DMU named in top three universities in UK in mock teaching assessment exercise

De Montfort University Leicester (DMU)’s ability to deliver great results and experience for students has placed it in the top three of UK universities in a mock assessment published today.

times higher

The Times Higher Education (THE) magazine carried out a detailed analysis of how universities might fare under the Government’s plan to rate teaching quality, known as the Teaching Excellence Framework (TEF).

It found DMU stood out as “the exceptional performer” for the number of students in professional employment or postgraduate study six months after graduating. DMU was also named first for graduate employability.

Professor Dominic Shellard said: “We are a quality institution and we all place a high premium on the excellence of our teaching, the university experience which students enjoy and our record of strong graduate employability.
"It remains to be seen how DMU will perform when in due course the actual TEF is published but we will continue to work hard to deliver the very best education we can for the benefit of our students.”

The Government hopes the TEF will provide better information to students on educational standards, using metrics thought to matter most – graduate outcomes, drop-out rates and student satisfaction.
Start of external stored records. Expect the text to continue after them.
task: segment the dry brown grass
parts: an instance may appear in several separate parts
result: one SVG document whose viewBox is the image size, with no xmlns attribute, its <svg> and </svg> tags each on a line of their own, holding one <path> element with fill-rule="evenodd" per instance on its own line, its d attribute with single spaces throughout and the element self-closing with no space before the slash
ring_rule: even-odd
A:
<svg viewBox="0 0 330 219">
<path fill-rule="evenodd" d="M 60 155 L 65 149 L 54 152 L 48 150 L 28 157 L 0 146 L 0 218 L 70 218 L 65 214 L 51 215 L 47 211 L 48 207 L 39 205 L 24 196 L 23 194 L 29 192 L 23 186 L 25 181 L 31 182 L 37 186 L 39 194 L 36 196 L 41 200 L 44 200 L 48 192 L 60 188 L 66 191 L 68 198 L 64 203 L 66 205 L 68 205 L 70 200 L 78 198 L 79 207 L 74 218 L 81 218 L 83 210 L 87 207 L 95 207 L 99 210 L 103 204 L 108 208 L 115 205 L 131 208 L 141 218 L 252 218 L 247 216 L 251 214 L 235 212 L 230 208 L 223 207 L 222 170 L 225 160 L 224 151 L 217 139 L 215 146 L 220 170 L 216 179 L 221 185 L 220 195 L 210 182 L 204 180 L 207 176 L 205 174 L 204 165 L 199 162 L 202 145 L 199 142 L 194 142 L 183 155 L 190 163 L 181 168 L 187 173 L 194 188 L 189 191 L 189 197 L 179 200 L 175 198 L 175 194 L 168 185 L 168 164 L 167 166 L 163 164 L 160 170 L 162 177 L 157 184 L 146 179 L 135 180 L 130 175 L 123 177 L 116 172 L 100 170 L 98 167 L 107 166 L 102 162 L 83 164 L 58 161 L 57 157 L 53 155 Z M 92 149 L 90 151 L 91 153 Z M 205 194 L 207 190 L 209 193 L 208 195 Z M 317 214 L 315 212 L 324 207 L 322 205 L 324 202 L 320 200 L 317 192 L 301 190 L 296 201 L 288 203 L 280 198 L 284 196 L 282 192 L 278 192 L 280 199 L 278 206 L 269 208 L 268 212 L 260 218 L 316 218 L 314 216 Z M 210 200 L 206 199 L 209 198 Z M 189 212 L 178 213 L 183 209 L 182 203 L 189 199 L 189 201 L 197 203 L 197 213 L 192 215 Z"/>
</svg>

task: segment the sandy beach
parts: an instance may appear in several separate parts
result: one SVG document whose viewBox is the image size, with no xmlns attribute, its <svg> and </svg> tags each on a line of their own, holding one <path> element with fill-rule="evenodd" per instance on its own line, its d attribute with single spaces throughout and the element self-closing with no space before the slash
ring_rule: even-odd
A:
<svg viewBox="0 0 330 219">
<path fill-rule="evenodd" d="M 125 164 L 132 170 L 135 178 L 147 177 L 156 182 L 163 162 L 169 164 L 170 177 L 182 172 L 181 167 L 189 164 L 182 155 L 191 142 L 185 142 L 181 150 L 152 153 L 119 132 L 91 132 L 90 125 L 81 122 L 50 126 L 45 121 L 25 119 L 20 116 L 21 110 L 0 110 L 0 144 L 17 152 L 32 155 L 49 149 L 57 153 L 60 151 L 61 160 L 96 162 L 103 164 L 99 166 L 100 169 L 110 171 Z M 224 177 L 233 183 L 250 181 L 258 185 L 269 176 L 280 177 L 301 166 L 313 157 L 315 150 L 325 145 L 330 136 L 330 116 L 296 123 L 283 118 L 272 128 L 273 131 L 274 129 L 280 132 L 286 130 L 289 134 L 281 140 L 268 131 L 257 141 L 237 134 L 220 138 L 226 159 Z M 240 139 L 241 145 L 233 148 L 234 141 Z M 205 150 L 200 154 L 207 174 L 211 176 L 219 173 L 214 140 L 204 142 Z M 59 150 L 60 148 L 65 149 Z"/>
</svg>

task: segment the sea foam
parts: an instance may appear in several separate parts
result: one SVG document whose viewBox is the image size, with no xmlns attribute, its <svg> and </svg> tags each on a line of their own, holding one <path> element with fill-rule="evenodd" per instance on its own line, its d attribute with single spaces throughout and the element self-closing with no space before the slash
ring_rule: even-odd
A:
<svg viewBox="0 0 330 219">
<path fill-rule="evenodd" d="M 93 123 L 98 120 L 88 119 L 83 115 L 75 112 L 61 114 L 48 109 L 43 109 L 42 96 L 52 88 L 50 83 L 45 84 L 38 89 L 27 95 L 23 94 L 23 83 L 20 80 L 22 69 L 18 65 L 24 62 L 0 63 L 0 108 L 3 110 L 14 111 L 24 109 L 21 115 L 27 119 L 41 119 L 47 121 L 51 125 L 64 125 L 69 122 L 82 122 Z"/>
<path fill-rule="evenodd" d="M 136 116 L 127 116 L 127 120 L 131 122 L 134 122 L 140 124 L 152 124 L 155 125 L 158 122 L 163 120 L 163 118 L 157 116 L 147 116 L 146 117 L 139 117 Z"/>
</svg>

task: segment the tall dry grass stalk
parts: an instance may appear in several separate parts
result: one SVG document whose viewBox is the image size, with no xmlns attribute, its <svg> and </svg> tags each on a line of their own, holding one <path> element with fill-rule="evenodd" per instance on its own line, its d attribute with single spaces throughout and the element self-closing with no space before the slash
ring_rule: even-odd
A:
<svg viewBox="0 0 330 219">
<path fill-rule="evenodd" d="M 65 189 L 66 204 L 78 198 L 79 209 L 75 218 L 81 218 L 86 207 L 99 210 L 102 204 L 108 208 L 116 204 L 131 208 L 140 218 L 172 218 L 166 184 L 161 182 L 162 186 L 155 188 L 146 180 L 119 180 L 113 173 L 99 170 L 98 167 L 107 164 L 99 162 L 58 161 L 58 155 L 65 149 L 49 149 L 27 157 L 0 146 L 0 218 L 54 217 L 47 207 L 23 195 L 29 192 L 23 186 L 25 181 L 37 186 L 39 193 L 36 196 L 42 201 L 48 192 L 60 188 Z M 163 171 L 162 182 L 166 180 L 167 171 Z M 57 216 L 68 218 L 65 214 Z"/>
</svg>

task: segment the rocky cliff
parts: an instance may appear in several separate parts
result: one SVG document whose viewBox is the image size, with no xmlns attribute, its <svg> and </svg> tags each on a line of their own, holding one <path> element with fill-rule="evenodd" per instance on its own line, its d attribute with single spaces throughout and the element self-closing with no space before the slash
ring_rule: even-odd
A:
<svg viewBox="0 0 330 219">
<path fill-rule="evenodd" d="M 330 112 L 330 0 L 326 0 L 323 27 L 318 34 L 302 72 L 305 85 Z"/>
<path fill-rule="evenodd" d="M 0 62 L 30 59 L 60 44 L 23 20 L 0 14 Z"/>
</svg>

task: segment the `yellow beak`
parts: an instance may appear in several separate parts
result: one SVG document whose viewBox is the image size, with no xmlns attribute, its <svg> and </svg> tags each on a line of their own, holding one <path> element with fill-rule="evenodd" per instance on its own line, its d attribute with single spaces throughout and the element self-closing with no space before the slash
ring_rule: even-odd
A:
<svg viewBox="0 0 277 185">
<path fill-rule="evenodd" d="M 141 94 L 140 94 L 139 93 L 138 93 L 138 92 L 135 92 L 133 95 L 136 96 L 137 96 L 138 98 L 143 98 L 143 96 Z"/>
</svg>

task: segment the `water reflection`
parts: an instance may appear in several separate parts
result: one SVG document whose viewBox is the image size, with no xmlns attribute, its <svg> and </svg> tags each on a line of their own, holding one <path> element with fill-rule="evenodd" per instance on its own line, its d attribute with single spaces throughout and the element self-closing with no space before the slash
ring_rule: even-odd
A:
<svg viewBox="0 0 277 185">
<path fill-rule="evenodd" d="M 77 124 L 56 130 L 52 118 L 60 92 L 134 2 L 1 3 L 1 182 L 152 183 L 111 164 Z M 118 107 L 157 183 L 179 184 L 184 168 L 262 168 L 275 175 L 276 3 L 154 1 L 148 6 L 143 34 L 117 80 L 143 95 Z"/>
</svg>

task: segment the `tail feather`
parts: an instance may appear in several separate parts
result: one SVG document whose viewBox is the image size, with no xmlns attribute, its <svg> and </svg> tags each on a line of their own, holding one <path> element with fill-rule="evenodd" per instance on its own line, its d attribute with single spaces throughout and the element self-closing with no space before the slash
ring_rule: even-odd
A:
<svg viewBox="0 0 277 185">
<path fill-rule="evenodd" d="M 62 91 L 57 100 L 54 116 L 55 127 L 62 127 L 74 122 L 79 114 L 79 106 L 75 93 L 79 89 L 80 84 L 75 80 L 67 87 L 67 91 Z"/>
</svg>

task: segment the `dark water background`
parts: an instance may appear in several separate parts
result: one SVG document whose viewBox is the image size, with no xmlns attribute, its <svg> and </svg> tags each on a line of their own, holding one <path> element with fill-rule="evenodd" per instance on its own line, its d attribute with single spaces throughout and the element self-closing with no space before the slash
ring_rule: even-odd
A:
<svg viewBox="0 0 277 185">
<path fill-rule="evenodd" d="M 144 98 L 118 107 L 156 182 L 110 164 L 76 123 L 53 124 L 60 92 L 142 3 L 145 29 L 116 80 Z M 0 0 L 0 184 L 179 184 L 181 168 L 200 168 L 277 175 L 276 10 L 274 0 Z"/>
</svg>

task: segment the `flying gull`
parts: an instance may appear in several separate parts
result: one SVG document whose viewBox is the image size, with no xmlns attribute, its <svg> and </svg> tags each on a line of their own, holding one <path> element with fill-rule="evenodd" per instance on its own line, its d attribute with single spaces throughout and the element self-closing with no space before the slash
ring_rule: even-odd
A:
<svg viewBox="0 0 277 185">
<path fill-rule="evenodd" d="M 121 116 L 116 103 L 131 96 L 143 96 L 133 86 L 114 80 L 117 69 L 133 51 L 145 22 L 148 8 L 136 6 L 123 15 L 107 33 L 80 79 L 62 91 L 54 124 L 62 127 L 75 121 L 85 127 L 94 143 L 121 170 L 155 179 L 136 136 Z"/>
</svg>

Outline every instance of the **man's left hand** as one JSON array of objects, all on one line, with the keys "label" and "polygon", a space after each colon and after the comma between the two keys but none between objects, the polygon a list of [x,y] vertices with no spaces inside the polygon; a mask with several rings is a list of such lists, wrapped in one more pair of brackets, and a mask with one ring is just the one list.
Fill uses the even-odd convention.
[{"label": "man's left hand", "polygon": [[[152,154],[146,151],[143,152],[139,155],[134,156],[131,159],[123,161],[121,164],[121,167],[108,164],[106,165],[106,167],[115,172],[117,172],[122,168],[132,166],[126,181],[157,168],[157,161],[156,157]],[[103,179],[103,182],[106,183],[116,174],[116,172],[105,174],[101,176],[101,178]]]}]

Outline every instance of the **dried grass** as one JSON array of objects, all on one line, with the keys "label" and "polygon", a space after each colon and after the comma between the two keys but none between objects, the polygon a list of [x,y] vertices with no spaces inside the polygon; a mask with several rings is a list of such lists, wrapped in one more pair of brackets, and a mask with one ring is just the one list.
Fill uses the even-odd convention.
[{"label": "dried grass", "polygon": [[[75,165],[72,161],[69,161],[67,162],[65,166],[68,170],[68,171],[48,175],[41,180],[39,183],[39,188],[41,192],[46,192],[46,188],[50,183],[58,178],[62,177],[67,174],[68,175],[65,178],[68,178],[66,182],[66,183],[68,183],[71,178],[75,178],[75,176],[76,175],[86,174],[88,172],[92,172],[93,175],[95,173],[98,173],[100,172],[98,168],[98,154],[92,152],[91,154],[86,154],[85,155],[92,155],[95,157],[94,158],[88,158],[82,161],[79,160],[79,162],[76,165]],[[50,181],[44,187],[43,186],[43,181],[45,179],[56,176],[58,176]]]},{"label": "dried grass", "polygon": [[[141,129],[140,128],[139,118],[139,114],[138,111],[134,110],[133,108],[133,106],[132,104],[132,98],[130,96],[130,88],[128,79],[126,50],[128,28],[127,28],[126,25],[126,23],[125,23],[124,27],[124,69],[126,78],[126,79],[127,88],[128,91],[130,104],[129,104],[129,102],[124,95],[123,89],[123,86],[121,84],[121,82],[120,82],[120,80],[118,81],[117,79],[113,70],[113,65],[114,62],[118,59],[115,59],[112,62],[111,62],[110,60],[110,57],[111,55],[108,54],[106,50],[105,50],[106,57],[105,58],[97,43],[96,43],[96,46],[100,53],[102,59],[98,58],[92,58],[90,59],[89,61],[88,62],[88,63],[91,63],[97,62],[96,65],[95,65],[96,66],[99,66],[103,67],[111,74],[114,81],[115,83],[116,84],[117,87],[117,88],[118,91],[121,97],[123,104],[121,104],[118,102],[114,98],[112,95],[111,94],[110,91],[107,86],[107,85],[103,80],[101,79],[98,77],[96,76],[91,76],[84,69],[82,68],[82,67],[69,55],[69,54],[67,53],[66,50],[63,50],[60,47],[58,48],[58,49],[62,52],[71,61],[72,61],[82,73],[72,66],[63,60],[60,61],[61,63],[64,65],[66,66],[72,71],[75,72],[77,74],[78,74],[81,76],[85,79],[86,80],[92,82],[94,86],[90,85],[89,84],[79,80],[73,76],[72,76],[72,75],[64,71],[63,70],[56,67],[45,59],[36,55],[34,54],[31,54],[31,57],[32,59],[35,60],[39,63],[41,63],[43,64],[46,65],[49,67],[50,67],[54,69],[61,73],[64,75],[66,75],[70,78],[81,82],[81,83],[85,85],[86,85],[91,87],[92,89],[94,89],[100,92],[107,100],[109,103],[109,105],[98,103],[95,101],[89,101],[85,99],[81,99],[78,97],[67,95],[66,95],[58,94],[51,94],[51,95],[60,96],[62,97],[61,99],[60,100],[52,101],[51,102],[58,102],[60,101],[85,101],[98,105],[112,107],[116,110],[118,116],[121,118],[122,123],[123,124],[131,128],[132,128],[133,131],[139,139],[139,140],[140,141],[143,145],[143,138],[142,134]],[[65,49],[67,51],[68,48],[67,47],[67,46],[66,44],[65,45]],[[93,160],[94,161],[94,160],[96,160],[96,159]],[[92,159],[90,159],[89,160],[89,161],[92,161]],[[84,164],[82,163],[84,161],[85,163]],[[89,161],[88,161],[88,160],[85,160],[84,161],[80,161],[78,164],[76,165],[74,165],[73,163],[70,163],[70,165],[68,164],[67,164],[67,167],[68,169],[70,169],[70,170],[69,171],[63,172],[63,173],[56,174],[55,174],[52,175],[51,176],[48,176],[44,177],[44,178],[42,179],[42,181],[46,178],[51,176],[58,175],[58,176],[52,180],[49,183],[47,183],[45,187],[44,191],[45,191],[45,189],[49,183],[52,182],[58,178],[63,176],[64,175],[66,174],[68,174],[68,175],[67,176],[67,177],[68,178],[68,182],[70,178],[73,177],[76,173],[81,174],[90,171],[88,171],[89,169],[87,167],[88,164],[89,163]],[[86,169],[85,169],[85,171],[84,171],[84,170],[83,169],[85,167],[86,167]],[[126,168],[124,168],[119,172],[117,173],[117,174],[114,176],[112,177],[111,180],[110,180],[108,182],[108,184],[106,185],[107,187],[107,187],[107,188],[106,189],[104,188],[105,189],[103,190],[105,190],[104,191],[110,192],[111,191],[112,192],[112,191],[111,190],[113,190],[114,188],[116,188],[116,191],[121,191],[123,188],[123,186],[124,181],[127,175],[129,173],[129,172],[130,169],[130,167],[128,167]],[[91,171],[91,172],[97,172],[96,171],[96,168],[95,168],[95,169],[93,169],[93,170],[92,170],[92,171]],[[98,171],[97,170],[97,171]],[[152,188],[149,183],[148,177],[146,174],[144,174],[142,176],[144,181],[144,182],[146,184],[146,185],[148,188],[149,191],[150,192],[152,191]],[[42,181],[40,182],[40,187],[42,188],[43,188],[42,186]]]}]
Until now it has been research performance which has been used to rank universities.
THE’s model placed DMU third behind Aston and table-toppers Loughborough. Russell Group universities such as Oxford and Cambridge, meanwhile, were 28th and 12th place respectively.

John Gill, editor of the Times Higher Education, said it offered a new perspective on prestige: "This analysis highlights the dramatically different interpretation of university performance that may be offered by the teaching excellence framework."

The analysis was based on the same data sources as the TEF will use – student satisfaction, drop out rates and graduate employment. However, it did not take into account qualitative evidence which each institution will have to submit when the TEF begins.

The Government has said it expects to use its own analysis to break UK universities into three classes – “outstanding” “excellent” and “meets expectations”.  

The TEF will be piloted between 2016-17 and 2017-18 before formal assessments start in 2018-19.